Sementara Imam Besar Al-Azhar mengatakan, inisiatif luar biasa dari beragam tokoh agama untuk menandatangani Pernyataan Antar-agama Abu Dhabi COP28 dan mendirikan Faith Pavilion, merupakan peluang berharga dalam membuat suara para pemimpin agama didengar dalam menghadapi tantangan global.
"Terutama memajukan perlindungan rumah kita bersama dari kehancuran yang tidak dapat diubah, yang semakin besar setiap tahunnya," ujar Imam Besar Al-Azhar.

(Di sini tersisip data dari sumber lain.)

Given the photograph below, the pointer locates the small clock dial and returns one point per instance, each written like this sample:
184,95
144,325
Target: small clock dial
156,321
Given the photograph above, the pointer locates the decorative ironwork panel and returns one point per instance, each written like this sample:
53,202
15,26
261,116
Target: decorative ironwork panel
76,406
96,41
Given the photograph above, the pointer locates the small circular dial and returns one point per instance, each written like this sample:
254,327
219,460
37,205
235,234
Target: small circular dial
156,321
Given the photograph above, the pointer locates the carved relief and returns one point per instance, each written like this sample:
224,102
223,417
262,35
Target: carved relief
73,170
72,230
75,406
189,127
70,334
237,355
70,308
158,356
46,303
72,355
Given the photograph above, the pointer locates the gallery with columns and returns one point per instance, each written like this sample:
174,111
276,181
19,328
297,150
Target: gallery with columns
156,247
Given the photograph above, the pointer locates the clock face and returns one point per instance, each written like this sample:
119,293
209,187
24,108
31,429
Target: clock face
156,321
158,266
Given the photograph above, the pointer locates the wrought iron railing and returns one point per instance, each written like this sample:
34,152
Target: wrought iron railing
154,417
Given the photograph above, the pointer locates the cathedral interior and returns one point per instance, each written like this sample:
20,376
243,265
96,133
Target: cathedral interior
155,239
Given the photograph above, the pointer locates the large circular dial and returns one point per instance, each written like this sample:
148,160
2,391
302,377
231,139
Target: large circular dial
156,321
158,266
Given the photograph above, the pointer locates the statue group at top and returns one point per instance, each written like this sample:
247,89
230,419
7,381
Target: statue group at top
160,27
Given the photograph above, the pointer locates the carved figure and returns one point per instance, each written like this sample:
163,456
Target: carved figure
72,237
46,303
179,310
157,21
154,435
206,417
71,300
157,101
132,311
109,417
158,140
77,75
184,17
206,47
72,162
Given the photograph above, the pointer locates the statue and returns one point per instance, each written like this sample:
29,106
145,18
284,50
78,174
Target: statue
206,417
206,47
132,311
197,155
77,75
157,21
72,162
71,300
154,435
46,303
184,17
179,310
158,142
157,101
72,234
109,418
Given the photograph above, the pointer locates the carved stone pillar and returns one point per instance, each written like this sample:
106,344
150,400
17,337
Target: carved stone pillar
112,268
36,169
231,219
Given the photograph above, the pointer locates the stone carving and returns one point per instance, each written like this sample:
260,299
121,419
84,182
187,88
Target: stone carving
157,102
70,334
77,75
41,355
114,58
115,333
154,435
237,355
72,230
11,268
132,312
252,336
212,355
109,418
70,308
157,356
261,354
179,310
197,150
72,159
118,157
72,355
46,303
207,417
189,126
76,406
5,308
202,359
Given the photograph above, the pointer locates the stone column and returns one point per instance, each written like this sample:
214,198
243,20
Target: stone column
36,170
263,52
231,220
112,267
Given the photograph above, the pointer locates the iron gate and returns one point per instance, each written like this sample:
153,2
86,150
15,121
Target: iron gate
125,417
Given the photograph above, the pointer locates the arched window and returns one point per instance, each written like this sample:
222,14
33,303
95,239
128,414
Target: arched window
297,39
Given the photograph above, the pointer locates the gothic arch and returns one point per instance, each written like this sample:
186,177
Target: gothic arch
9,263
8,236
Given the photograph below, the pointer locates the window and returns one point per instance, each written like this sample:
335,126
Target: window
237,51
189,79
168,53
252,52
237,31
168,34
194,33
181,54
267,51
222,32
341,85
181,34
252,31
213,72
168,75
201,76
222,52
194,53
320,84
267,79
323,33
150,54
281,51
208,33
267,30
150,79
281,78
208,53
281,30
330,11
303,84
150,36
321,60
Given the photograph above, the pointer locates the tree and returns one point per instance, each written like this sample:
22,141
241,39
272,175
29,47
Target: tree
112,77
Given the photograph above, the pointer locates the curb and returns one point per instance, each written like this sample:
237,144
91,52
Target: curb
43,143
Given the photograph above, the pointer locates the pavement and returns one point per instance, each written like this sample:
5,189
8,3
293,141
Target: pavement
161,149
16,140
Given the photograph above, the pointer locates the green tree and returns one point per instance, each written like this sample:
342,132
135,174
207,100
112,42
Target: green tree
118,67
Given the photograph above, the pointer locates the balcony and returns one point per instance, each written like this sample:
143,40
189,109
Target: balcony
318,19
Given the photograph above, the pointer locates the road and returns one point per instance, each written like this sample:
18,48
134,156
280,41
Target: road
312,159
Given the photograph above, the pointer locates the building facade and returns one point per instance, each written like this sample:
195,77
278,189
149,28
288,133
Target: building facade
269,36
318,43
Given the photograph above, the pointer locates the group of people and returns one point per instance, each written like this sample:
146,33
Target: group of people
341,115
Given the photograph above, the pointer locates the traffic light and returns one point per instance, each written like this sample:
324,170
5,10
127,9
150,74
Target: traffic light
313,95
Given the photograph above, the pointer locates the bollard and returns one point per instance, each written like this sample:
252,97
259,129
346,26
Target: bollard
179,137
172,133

Dalam kesempatan yang sama, Presiden COP28 Sultan Al Jaber menyatakan, perubahan iklim tidak terlalu peduli dengan politik, perbatasan, atau perbedaan agama.
Menurutnya, keberhasilan kita bergantung pada kemampuan untuk bersatu sebagai satu komunitas global untuk menyelesaikan masalah ini, dan komunitas agama global memainkan peran penting dalam menanamkan kesadaran akan tanggung jawab sosial bersama semua orang di seluruh dunia terhadap perlindungan lingkungan.
"Komunitas agama telah bersatu dalam momen bersejarah penuh harapan, perdamaian, dan optimisme, bersatu dalam komitmen bersama untuk melindungi planet kita," ucapnya.
Faith Pavilion dibangun berdasarkan keberhasilan pertemuan sebelumnya yang dihadiri lebih dari 200 pemimpin agama, ilmuwan, pemuda, akademisi dan pakar lingkungan hidup di Abu Dhabi pada Global Faith Leaders' Summit pada tanggal 6 dan 7 November.
Selama KTT tersebut, 28 pemimpin agama menandatangani 'Pertemuan Hati Nurani: Bersatu untuk Kebangkitan Planet' yang juga dikenal sebagai 'Pernyataan Antaragama Abu Dhabi untuk COP28', yang menyatakan "keprihatinan bersama" atas meningkatnya dampak iklim, serta komitmen bersama untuk mengatasi krisis tersebut.
Pernyataan tersebut dipajang di Faith Pavilion, yang terletak di Zona Biru pada COP28. Menyadari bahwa lebih dari 84 persen populasi dunia menganut suatu agama, Faith Pavilion berupaya menyatukan perwakilan agama, komunitas, dan lembaga untuk mendukung aksi iklim dan tujuan yang digariskan dalam Perjanjian Paris.